BRINDISI - La Biblioteca è chiusa per “ristrutturazione" da novembre del 2016 dopo che un incendio ne danneggiò gli interni. Il presidio di lettura dell'Ex Convento Santa Chiara è chiuso per disposizioni in materia anti-Covid-19. Di fatto gli studenti brindisini non hanno un luogo dove studiare, se non qualche spazio messo a disposizione dalle associazioni. Sono questi gli argomenti al centro di un intervento di Potere al Popolo di Brindisi dopo la firma del Protocollo tra Regione e Università che coinvolge anche la città di Brindisi. 

“Apprendiamo infatti che la Regione non stanzierà risorse dirette a sostegno dell’Università a Brindisi ma, il nostro sindaco Riccardo Rossi si dice comunque soddisfatto di aver sottoscritto un protocollo d’intesa per il progetto Puglia Regione Universitaria e ha garantito che Brindisi farà la sua parte. Ci chiediamo, in che termini si intende firmare protocolli di questo genere che ancora una volta ci penalizzano, non sostenendo le università locali, non essendo attenti alle reali esigenze di chi studia nel territorio salentino e non trova un luogo, un presidio, per lo studio e la formazione?”

“La Biblioteca è chiusa da tempo per "ristrutturazione", altra promessa di campagna elettorale non mantenuta, il presidio di lettura dell'Ex Convento Santa Chiara è chiuso per gli ordinamenti da Dpcm per il Covid-19: il sindaco e l'amministrazione tutta sono a conoscenza che vi sono tantissime e tantissimi studenti di Brindisi che necessitano di un luogo dove poter studiare, di una connessione ottimale da utilizzare gratuitamente?”

“Oramai sono presidi che la pandemia ha fatto diventare indispensabili per garantire il diritto allo studio come prevede la nostra Costituzione.

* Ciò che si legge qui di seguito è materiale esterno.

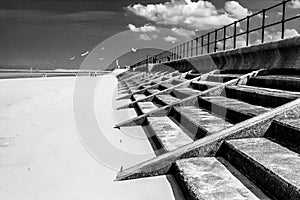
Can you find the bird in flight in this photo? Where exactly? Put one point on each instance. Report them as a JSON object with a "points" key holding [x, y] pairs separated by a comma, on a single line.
{"points": [[85, 53]]}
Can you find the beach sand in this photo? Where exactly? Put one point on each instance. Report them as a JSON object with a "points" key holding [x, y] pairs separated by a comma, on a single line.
{"points": [[42, 155]]}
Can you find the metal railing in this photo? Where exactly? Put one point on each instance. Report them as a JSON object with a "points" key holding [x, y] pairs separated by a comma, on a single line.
{"points": [[205, 45]]}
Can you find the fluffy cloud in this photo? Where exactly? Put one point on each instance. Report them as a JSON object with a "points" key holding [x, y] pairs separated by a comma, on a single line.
{"points": [[295, 4], [235, 9], [183, 32], [144, 29], [170, 39], [144, 37], [277, 36], [201, 15]]}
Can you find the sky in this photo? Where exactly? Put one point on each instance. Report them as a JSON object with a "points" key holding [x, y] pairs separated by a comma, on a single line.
{"points": [[56, 33]]}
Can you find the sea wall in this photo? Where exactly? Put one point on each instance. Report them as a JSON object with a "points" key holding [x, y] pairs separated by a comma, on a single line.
{"points": [[283, 54]]}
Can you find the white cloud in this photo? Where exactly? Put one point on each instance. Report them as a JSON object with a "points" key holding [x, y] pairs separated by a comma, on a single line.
{"points": [[85, 53], [184, 32], [170, 39], [277, 35], [200, 15], [235, 9], [295, 4], [144, 36], [143, 29]]}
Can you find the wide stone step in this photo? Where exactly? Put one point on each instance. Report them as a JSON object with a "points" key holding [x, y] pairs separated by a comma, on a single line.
{"points": [[169, 135], [164, 86], [145, 107], [286, 132], [203, 85], [151, 91], [165, 99], [182, 93], [222, 78], [207, 178], [137, 97], [178, 81], [260, 96], [199, 122], [276, 82], [273, 167], [232, 110]]}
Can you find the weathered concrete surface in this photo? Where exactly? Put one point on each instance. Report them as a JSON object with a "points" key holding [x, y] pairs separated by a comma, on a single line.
{"points": [[191, 100], [208, 146], [261, 96], [146, 107], [169, 134], [138, 96], [280, 54], [207, 178], [276, 82], [165, 99], [199, 122], [182, 93], [260, 157], [233, 110]]}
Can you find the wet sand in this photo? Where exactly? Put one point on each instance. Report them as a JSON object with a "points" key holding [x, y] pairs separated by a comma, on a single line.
{"points": [[42, 155]]}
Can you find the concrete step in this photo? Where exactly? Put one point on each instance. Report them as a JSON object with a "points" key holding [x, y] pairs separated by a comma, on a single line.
{"points": [[285, 132], [207, 178], [178, 81], [233, 110], [271, 166], [169, 135], [164, 86], [199, 122], [145, 107], [260, 96], [276, 82], [151, 91], [222, 78], [203, 85], [137, 97], [165, 99], [182, 93]]}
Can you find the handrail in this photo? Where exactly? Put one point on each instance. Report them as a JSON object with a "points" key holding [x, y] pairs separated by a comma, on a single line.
{"points": [[190, 49]]}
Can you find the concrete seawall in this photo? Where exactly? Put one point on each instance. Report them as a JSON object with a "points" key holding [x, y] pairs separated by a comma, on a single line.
{"points": [[283, 54]]}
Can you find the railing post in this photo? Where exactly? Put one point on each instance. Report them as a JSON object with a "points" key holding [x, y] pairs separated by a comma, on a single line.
{"points": [[187, 48], [234, 35], [208, 35], [202, 40], [197, 46], [216, 38], [283, 19], [183, 50], [192, 41], [224, 38], [263, 26], [247, 31]]}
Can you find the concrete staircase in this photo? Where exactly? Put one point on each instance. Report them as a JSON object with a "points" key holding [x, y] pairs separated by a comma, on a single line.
{"points": [[249, 167]]}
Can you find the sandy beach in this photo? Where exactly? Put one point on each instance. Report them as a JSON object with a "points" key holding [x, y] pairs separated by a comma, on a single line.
{"points": [[43, 157]]}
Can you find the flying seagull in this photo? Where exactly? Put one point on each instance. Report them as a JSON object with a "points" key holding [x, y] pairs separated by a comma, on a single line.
{"points": [[85, 53]]}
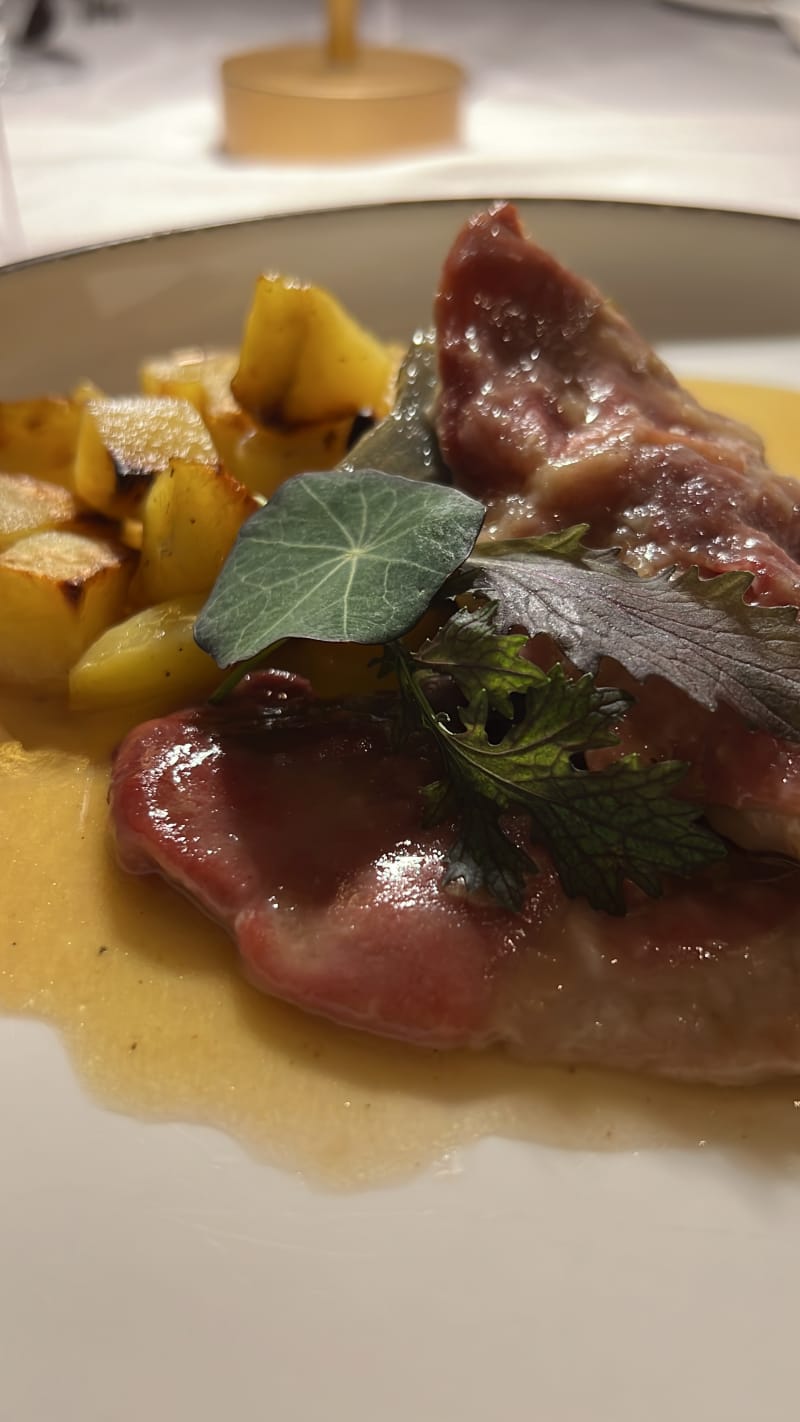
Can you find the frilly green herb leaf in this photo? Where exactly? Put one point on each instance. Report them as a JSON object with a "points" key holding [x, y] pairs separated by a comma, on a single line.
{"points": [[600, 826], [695, 632]]}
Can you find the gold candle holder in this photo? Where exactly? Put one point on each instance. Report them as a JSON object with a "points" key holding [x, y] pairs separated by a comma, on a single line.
{"points": [[338, 100]]}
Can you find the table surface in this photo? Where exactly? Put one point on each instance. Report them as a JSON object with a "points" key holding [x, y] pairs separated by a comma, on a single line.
{"points": [[627, 98]]}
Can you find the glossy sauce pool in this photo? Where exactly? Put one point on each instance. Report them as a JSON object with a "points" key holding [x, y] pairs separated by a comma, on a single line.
{"points": [[158, 1021]]}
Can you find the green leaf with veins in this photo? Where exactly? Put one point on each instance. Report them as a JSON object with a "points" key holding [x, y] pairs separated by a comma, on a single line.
{"points": [[695, 632], [348, 556], [405, 441], [600, 826]]}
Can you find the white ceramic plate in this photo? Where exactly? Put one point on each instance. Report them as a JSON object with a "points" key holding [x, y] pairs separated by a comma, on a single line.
{"points": [[155, 1270]]}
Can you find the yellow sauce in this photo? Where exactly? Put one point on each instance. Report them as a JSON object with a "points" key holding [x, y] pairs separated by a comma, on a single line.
{"points": [[158, 1021]]}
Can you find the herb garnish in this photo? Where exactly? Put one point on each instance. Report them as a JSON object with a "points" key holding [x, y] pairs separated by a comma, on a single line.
{"points": [[600, 826], [360, 553]]}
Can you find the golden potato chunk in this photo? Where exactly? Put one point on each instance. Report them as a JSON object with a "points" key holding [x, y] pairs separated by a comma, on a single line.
{"points": [[265, 458], [31, 505], [122, 444], [304, 360], [57, 593], [39, 437], [149, 659], [198, 376], [189, 522]]}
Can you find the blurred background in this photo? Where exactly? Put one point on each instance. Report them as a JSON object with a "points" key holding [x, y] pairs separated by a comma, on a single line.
{"points": [[112, 110]]}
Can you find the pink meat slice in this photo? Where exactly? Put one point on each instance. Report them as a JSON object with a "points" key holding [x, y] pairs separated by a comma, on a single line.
{"points": [[300, 831], [554, 411]]}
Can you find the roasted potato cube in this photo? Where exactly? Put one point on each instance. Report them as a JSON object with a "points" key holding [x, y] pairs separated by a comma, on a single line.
{"points": [[122, 444], [304, 360], [189, 522], [39, 437], [85, 390], [198, 376], [30, 506], [263, 458], [57, 593], [148, 659]]}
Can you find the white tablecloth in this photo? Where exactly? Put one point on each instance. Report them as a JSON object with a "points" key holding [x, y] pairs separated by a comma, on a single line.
{"points": [[615, 98]]}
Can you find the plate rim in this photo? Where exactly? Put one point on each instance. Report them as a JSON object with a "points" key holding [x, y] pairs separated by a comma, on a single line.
{"points": [[392, 205]]}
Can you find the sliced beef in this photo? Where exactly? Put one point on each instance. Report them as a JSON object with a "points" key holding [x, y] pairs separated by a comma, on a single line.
{"points": [[554, 411], [299, 828]]}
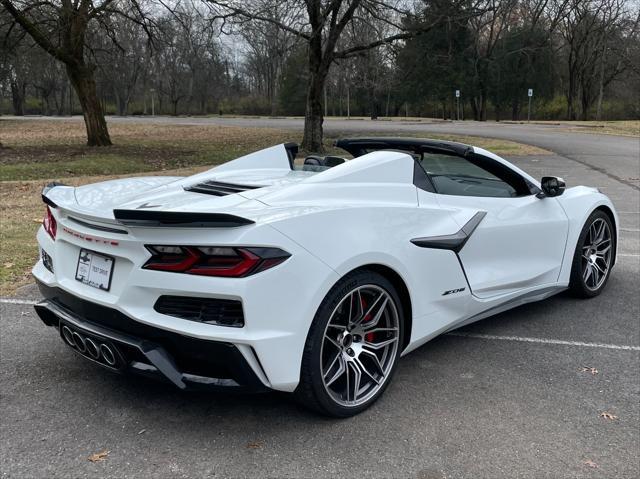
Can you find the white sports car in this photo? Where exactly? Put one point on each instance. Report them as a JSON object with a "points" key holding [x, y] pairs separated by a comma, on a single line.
{"points": [[315, 278]]}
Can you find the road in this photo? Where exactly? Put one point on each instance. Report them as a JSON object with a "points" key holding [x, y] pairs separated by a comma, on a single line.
{"points": [[507, 398], [614, 156]]}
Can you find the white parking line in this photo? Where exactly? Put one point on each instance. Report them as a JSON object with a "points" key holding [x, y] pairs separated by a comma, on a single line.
{"points": [[461, 334], [17, 301], [543, 341]]}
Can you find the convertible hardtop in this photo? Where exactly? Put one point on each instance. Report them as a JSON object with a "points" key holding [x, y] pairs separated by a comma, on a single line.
{"points": [[362, 146]]}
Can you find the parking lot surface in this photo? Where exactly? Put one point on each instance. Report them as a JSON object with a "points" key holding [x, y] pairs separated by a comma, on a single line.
{"points": [[510, 396]]}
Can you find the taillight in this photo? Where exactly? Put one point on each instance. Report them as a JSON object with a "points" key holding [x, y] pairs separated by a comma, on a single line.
{"points": [[230, 262], [50, 224]]}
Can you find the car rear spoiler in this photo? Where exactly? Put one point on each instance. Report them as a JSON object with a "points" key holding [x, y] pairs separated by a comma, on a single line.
{"points": [[178, 219]]}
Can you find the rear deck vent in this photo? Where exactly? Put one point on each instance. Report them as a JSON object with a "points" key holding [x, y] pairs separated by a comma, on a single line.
{"points": [[223, 312], [218, 188]]}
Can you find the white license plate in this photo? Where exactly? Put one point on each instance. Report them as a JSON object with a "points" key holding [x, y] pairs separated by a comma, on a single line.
{"points": [[95, 269]]}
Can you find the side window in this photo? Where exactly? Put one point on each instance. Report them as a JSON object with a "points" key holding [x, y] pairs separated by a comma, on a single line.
{"points": [[455, 175]]}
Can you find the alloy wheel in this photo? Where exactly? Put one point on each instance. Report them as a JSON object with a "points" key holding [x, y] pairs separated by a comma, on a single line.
{"points": [[359, 345], [596, 254]]}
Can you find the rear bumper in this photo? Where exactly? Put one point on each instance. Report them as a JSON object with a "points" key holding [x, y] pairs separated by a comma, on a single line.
{"points": [[186, 362]]}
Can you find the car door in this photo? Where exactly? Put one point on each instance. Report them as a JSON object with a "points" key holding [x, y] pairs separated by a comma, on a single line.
{"points": [[517, 240]]}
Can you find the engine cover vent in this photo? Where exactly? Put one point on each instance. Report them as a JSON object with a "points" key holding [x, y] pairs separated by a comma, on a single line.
{"points": [[218, 188], [223, 312]]}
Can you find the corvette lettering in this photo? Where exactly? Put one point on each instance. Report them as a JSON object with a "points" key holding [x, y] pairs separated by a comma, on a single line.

Non esistono alternative in città se non quelle fornite da alcune associazioni culturali, come ad esempio il circolo ArciCommunity Hub che, composto quasi per intero da ragazzi, con le proprie forze hanno attivato un’aula studio. Quale l'alternativa istituzionale alle chiusure annose e ormai ingiustificate degli spazi pubblici? Che il sindaco e l'amministrazione diano risposte ai problemi già esistenti prima di firmare l'ennesimo protocollo che nulla porterà direttamente al nostro territorio e all'offerta formativa locale”.